Shortcodes are one of the oldest and most versatile features in WordPress, allowing you to embed dynamic PHP-generated content anywhere a user can type text — in post content, page content, widgets, and even some theme areas. A shortcode is a small token wrapped in square brackets like [my_shortcode] that WordPress replaces with the return value of a registered PHP callback at render time. Shortcodes can accept attributes (similar to HTML attributes) that let editors customise their output without touching code: [button label="Click me" color="blue" url="https://example.com"]. The shortcode_atts() function merges user-supplied attributes with your defaults, making it easy to provide sensible fallbacks. Shortcodes can also be self-closing (like the example above) or enclosing, where they wrap arbitrary content: [highlight]Important text[/highlight]. The enclosed content is passed as the second argument to your callback. Remember to always return output from shortcodes rather than echoing it — if you echo, the content appears at the top of the page before the HTML structure. Shortcodes registered in a plugin are available site-wide, while those in a theme’s functions.php disappear if the theme is changed. For dynamic functionality that also needs to run JavaScript, pair the shortcode with properly enqueued scripts using wp_enqueue_script() inside the callback. This guide covers both self-closing and enclosing shortcodes with attribute validation.

Problem: You want to let editors insert dynamic content or styled HTML into posts using a simple shortcode tag with configurable attributes, without requiring them to write HTML.

Solution: Add the following code to your functions.php file:

/**
 * Self-closing shortcode: [helloadmin_button label="Go" url="https://..." color="blue" size="md"]
 */
add_shortcode( 'helloadmin_button', 'helloadmin_button_shortcode' );
function helloadmin_button_shortcode( $atts ) {
    $atts = shortcode_atts(
        [
            'label' => 'Click here',
            'url'   => '#',
            'color' => 'blue',   // blue | green | red
            'size'  => 'md',     // sm | md | lg
        ],
        $atts,
        'helloadmin_button'
    );

    $allowed_colors = [ 'blue', 'green', 'red' ];
    $allowed_sizes  = [ 'sm', 'md', 'lg' ];

    $color = in_array( $atts['color'], $allowed_colors, true ) ? $atts['color'] : 'blue';
    $size  = in_array( $atts['size'],  $allowed_sizes,  true ) ? $atts['size']  : 'md';

    return sprintf(
        '<a href="%s" class="btn btn-%s btn-%s">%s</a>',
        esc_url( $atts['url'] ),
        esc_attr( $color ),
        esc_attr( $size ),
        esc_html( $atts['label'] )
    );
}

/**
 * Enclosing shortcode: [helloadmin_highlight color="yellow"]Important text[/helloadmin_highlight]
 */
add_shortcode( 'helloadmin_highlight', 'helloadmin_highlight_shortcode' );
function helloadmin_highlight_shortcode( $atts, $content = '' ) {
    $atts = shortcode_atts( [ 'color' => 'yellow' ], $atts, 'helloadmin_highlight' );

    return sprintf(
        '<mark style="background-color:%s;">%s</mark>',
        esc_attr( $atts['color'] ),
        wp_kses_post( $content )
    );
}

/**
 * Use shortcodes inside widget text areas.
 */
add_filter( 'widget_text', 'do_shortcode' );

NOTE: Always sanitise and validate shortcode attributes before using them in output.
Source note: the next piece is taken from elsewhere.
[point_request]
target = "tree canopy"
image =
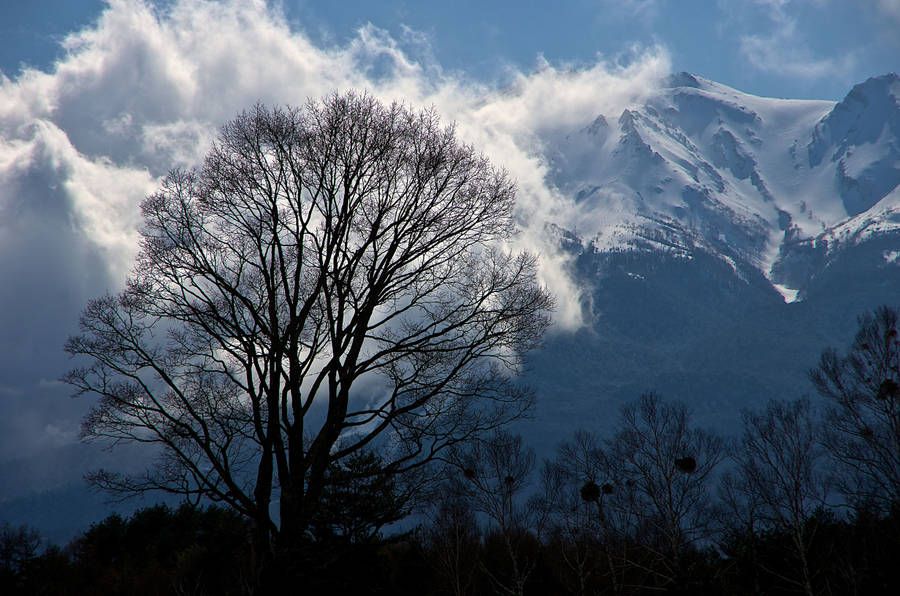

The example above uses an allowlist (in_array()) for the color and size attributes to prevent arbitrary CSS injection. For URL attributes, always pass them through esc_url(). For text attributes used inside HTML, use esc_attr(). For displayed text, use esc_html(). Never pass raw shortcode attributes directly into SQL queries — if you need to query the database, use $wpdb->prepare().